Schronisko dla zwierząt w Zawierciu poinformowało o incydencie, do którego doszło wczoraj (22 lipca). Jeden z pracowników został zaatakowany przez mężczyznę, który chciał iść na spacer z jednym z psów. Podejrzany został już zatrzymany przez policjantów.
– Do naszego schroniska wczoraj przyjechał mężczyzna bez wcześniejszego umawiania i chciał się zapoznać i iść na spacer z Barym – owczarkiem niemieckim. Z uwagi na fakt, że Bary jest specyficznym psem i na spacery chodzi z wybranymi osobami nie było takiej możliwości. Mężczyzna swoim zachowaniem wzbudził nasz niepokój i poprosiliśmy o kontakt telefoniczny, aby umówić wizytę razem z wolontariuszką, która pracuje z psem. Ten człowiek stał się wtedy bardzo agresywny, więc poprosiliśmy go kilkukrotnie o opuszczenie obiektu, czego nie zrobił. Postanowił zaatakować naszą koleżankę, która była w pobliżu – relacjonują osoby działające w schronisku.
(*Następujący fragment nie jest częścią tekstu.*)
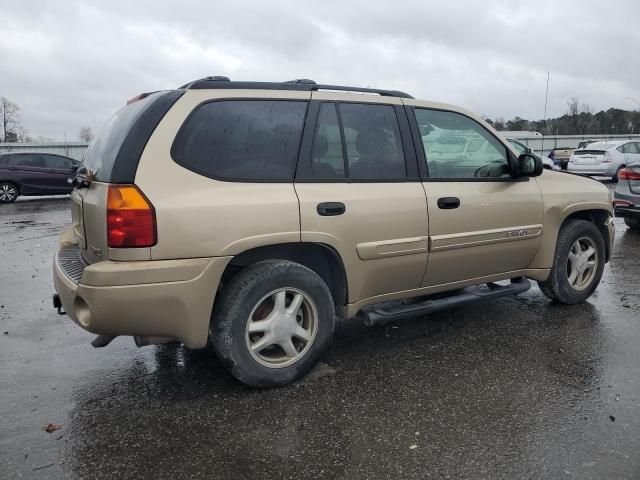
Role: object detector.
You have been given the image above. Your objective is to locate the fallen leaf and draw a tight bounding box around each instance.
[44,423,62,433]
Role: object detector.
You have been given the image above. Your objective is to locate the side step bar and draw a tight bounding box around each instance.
[358,277,531,327]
Na szczęście kobieta uniknęła uderzenia, a drugi pracownik obronił się… krzesłem. Napastnik zaczął grozić, a następnie uciekał samochodem i pieszo. – Po godzinnych poszukiwaniach napastnika udało się namierzyć na jednej z ulic Zawiercia przez męża pokrzywdzonej i przekazać w ręce policji – relacjonuje schronisko.